I wouldn’t go that far, having wasted three hours of my life watching Cynthia
Khan’s Yes Madam and Yes Madam 5 (neither of which have
anything to do with the Michelle Yeoh/Cynthia Rothrock classic). I know how
dull and uninspired and tacky and horrible these films can get. This one is
just sort of there. I think I liked it more after watching the nigh-incoherent Angel Mission, as this one at least had
a more focused story.
A Filipino
supermodel-cum-thief-cum-martial artist named May (Melanie Marquez) breaks into
the Shaolin Temple to steal a priceless artifact, kicking the collective butts
of all the monks training there. She escapes with the help of her partner Kao
(Philip Ko Fei), although he quickly reveals his treachery by siding with
another crime boss, Tony (Anthony Alonso), who sends his cronies (including
Darren Shahlavi) to kill May and get the artifact.
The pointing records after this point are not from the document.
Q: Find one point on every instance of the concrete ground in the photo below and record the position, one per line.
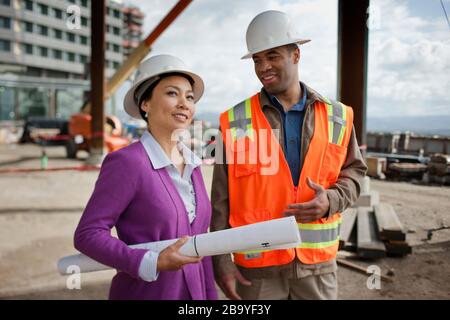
(39, 212)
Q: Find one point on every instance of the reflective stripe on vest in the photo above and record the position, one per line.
(240, 118)
(313, 236)
(319, 235)
(337, 121)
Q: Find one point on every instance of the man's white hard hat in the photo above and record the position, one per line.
(149, 72)
(270, 29)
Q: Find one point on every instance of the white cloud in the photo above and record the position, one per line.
(409, 62)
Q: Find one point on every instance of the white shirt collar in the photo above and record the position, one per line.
(159, 158)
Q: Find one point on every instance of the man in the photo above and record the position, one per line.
(314, 176)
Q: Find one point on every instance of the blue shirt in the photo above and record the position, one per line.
(292, 124)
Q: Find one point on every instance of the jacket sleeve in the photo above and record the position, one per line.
(223, 264)
(347, 188)
(114, 190)
(211, 292)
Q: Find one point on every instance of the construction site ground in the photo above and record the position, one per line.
(39, 212)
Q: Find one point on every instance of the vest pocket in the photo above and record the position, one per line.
(332, 163)
(242, 170)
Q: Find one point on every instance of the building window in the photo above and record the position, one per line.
(70, 37)
(43, 51)
(57, 33)
(43, 30)
(57, 54)
(29, 5)
(5, 45)
(57, 13)
(43, 9)
(83, 58)
(5, 23)
(83, 40)
(84, 21)
(27, 48)
(28, 26)
(70, 56)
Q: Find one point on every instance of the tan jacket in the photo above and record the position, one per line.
(341, 195)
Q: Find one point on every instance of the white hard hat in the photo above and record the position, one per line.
(270, 29)
(151, 69)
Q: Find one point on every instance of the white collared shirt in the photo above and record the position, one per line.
(183, 184)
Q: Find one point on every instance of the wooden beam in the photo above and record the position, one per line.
(389, 225)
(369, 245)
(361, 269)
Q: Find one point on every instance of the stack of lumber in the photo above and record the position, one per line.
(439, 168)
(406, 170)
(373, 233)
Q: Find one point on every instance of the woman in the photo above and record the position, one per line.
(152, 190)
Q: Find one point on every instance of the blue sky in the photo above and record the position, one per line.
(409, 50)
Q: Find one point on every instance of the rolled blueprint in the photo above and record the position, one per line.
(268, 235)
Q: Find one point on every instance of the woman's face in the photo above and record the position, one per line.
(171, 106)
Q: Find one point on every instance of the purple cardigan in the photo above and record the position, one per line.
(144, 205)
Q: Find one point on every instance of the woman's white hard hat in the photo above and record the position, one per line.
(152, 68)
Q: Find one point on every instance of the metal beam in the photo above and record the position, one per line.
(98, 48)
(138, 54)
(353, 38)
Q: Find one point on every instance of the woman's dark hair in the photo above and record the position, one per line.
(148, 92)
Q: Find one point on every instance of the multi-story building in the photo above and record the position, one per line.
(133, 20)
(45, 54)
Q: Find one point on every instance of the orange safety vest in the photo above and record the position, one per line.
(260, 183)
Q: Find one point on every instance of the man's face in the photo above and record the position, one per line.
(277, 68)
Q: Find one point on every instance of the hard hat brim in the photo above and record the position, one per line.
(131, 106)
(275, 45)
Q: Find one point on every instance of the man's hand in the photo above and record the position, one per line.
(227, 283)
(312, 210)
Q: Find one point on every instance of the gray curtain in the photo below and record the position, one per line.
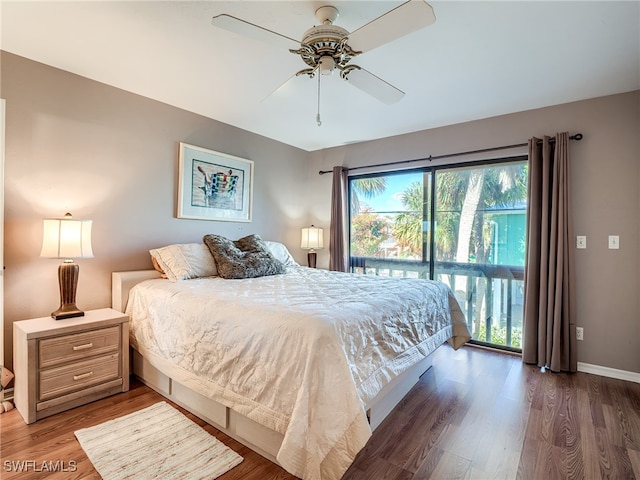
(549, 298)
(338, 251)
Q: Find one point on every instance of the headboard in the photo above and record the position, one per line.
(122, 282)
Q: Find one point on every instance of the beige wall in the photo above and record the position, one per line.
(76, 145)
(73, 144)
(605, 194)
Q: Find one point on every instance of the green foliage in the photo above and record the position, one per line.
(499, 335)
(368, 231)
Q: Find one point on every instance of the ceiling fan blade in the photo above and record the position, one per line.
(402, 20)
(255, 32)
(374, 86)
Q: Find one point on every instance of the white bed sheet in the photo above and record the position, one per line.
(301, 353)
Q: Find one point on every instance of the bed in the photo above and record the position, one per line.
(300, 366)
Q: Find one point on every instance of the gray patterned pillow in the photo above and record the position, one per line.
(248, 257)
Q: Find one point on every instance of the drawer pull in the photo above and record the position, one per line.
(82, 376)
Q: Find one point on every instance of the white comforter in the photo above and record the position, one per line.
(301, 353)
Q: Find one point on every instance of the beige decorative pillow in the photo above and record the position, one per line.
(184, 261)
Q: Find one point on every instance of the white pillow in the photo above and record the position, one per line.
(185, 260)
(279, 251)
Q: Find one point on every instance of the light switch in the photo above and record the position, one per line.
(581, 241)
(614, 242)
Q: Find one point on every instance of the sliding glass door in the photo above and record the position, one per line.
(464, 225)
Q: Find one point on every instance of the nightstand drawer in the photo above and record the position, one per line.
(59, 381)
(68, 348)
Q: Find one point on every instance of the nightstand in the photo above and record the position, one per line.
(61, 364)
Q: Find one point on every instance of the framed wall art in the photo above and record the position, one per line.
(214, 185)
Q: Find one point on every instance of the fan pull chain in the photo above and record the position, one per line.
(318, 114)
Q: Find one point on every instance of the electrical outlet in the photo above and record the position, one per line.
(614, 242)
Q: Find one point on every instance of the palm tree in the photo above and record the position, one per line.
(407, 228)
(368, 187)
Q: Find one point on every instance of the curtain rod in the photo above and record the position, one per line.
(577, 136)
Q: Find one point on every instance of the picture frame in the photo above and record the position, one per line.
(214, 185)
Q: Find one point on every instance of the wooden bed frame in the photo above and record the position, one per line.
(259, 438)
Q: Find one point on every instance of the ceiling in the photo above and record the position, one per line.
(479, 59)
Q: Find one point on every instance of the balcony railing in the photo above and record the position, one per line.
(490, 295)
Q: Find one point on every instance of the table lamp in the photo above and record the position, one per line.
(67, 238)
(312, 238)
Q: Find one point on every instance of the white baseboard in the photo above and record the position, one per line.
(609, 372)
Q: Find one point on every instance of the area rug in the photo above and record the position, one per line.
(155, 442)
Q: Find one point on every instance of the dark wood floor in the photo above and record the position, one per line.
(476, 414)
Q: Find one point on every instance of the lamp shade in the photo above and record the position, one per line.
(66, 238)
(312, 238)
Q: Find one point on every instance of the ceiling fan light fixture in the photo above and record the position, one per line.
(326, 64)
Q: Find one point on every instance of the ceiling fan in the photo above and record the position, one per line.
(328, 47)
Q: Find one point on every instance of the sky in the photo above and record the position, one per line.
(389, 200)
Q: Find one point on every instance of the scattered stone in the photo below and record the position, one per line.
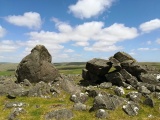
(102, 114)
(148, 78)
(143, 90)
(62, 114)
(7, 86)
(109, 102)
(15, 104)
(80, 107)
(79, 97)
(134, 96)
(157, 88)
(122, 56)
(27, 83)
(131, 108)
(105, 85)
(37, 66)
(119, 91)
(115, 78)
(15, 113)
(98, 66)
(21, 92)
(149, 101)
(41, 89)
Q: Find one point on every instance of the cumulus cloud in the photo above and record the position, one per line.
(2, 31)
(103, 38)
(89, 8)
(148, 49)
(150, 25)
(8, 46)
(69, 50)
(31, 20)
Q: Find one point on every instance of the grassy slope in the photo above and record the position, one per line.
(62, 101)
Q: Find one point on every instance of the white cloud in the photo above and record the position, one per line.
(149, 42)
(102, 38)
(31, 20)
(158, 41)
(83, 43)
(2, 31)
(143, 49)
(8, 46)
(103, 48)
(69, 50)
(89, 8)
(150, 25)
(148, 49)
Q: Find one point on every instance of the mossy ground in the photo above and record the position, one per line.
(37, 107)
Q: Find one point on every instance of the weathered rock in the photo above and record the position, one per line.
(109, 102)
(149, 101)
(41, 89)
(8, 86)
(131, 108)
(85, 74)
(133, 68)
(134, 96)
(119, 91)
(105, 85)
(63, 114)
(69, 86)
(15, 104)
(26, 83)
(115, 63)
(115, 78)
(143, 90)
(15, 113)
(21, 92)
(102, 114)
(157, 88)
(37, 66)
(80, 107)
(122, 56)
(92, 93)
(79, 97)
(98, 66)
(148, 78)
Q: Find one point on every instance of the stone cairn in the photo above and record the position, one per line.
(121, 70)
(37, 66)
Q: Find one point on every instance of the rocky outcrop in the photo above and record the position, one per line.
(37, 66)
(121, 70)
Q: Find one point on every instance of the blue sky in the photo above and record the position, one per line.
(79, 30)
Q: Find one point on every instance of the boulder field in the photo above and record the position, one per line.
(104, 81)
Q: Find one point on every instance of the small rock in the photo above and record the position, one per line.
(101, 113)
(79, 107)
(131, 108)
(105, 85)
(79, 97)
(119, 91)
(144, 90)
(148, 101)
(15, 113)
(62, 114)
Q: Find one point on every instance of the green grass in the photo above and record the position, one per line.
(6, 73)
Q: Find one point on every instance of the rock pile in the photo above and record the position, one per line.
(37, 66)
(127, 72)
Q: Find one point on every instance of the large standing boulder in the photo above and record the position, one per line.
(37, 66)
(122, 56)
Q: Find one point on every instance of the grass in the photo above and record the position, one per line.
(38, 107)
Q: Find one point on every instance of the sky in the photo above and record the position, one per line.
(80, 30)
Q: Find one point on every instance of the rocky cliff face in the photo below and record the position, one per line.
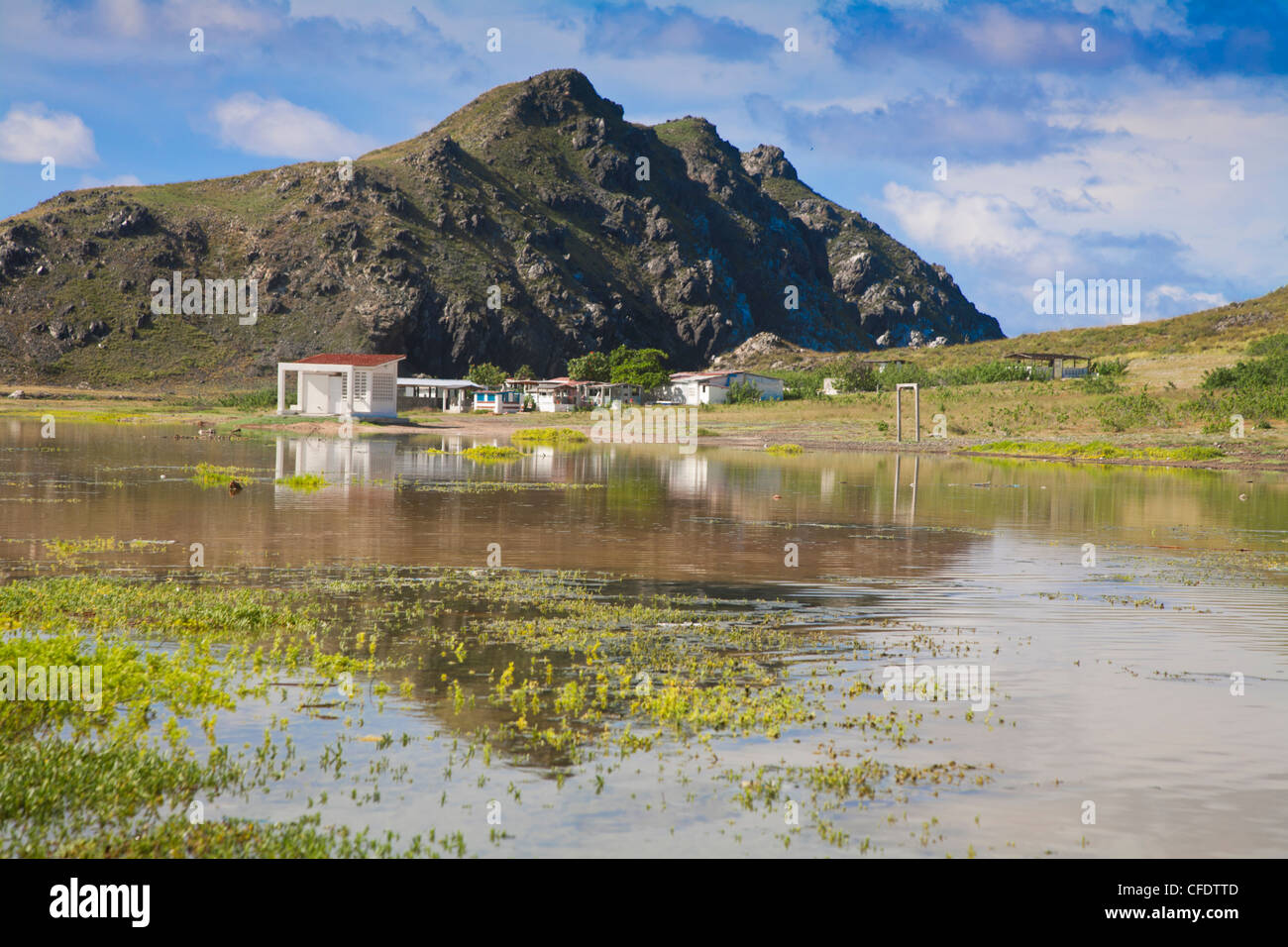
(531, 226)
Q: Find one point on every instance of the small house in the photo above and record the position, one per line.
(445, 394)
(605, 394)
(330, 384)
(712, 386)
(1050, 365)
(558, 394)
(497, 401)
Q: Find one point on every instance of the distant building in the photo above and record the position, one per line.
(712, 386)
(353, 384)
(1052, 365)
(604, 394)
(498, 401)
(553, 394)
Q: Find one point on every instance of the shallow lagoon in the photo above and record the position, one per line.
(1111, 682)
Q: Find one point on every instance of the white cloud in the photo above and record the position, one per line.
(281, 129)
(119, 180)
(1186, 299)
(30, 133)
(975, 227)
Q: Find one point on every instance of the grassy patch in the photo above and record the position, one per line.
(1096, 450)
(550, 436)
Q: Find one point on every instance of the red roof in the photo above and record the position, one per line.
(351, 359)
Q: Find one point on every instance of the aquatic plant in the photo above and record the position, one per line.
(550, 436)
(304, 483)
(489, 454)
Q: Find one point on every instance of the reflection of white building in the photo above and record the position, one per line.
(338, 462)
(687, 476)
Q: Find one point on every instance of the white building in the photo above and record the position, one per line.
(445, 393)
(333, 382)
(712, 386)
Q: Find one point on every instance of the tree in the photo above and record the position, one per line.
(487, 375)
(592, 367)
(642, 368)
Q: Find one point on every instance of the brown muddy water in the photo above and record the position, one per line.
(1115, 611)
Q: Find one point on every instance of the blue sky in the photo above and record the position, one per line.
(1106, 163)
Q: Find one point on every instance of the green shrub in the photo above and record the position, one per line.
(1140, 410)
(1109, 368)
(984, 373)
(250, 401)
(1098, 384)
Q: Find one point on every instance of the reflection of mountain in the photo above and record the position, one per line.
(715, 517)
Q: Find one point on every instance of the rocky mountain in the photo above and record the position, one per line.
(532, 226)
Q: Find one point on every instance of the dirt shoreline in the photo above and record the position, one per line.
(503, 425)
(108, 407)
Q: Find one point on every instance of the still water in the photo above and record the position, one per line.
(1113, 607)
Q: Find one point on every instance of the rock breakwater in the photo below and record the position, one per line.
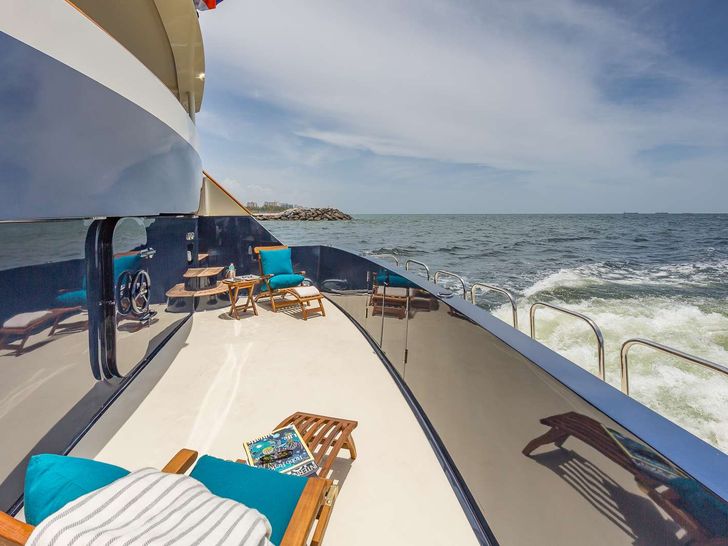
(306, 214)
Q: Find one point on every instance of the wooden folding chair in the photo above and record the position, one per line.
(312, 512)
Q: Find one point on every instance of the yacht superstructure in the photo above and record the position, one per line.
(469, 431)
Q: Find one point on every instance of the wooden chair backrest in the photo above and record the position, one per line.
(257, 250)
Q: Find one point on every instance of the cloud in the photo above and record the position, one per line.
(567, 93)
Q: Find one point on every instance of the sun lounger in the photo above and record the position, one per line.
(304, 296)
(276, 270)
(23, 325)
(312, 508)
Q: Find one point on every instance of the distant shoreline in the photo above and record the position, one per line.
(304, 214)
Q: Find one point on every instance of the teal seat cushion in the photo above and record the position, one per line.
(285, 281)
(73, 298)
(394, 280)
(52, 481)
(273, 494)
(276, 262)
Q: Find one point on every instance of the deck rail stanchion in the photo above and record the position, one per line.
(443, 273)
(593, 325)
(410, 261)
(627, 345)
(506, 293)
She narrowly escapes through
the intervention of an Interpol agent whom we’ll call Cynthia (Khan) because I
didn’t take notes on what the character’s name is—and it really doesn’t matter.
May flees
to the Phillipines, with Cynthia and Kao in hot pursuit, to get protection from
the crime boss she works for. However, she actually plans on double crossing him and selling the artifact without his
knowing to a gwailo buyer (whose bodyguard is played by Mark Houghton). Cynthia
Khan is able to keep tabs on her with the help of a kickboxing cabbie (Ronnie
Rickets). All of this comes to head in a huge action sequence that takes up the
last 25 minutes of the movie, composed of gunplay, fisticuffs, airplane chases,
and random explosions. Seriously, the grenade launcher that the crime boss Tony
uses must have a 25-round grenade clip, if it can cause as many successive
explosions as it does.
Oh, Sharon
Yeung Pan Pan shows up as a Mainland Cop who’s assigned to the case, but she
spends two or three scenes in the car of another agent, before miraculously
showing up to the finale just in time for the fireworks factory.
There are
two fights worth mentioning in this film. In the first one, Cynthia Khan takes
on Philip Ko Fei and his men while trying to chase down May. It’s not a great
fight, but it’s Cynthia’s longest one in the film and she does some decent
moves. Despite the modern setting, choreographer Ko Fei throws in some weird
wire stunts into the mix, like Cynthia doing a Once Upon a Time in China-esque “No Shadow Kick” while supporting
herself on a pole. Much better is Sharon Yeung’s fight with a muscular black
guy named “Black Leopard” (played by Winston Ellis, who plays the mercenary
that Dodo Cheng and company beat silly with helmets in Operation Condor). Yeung’s moves don’t suffer from any wire
enhancement, and she’s still fairly flexible at this point in her life. She
does a nice cartwheel kick and a few other flashy moves, too.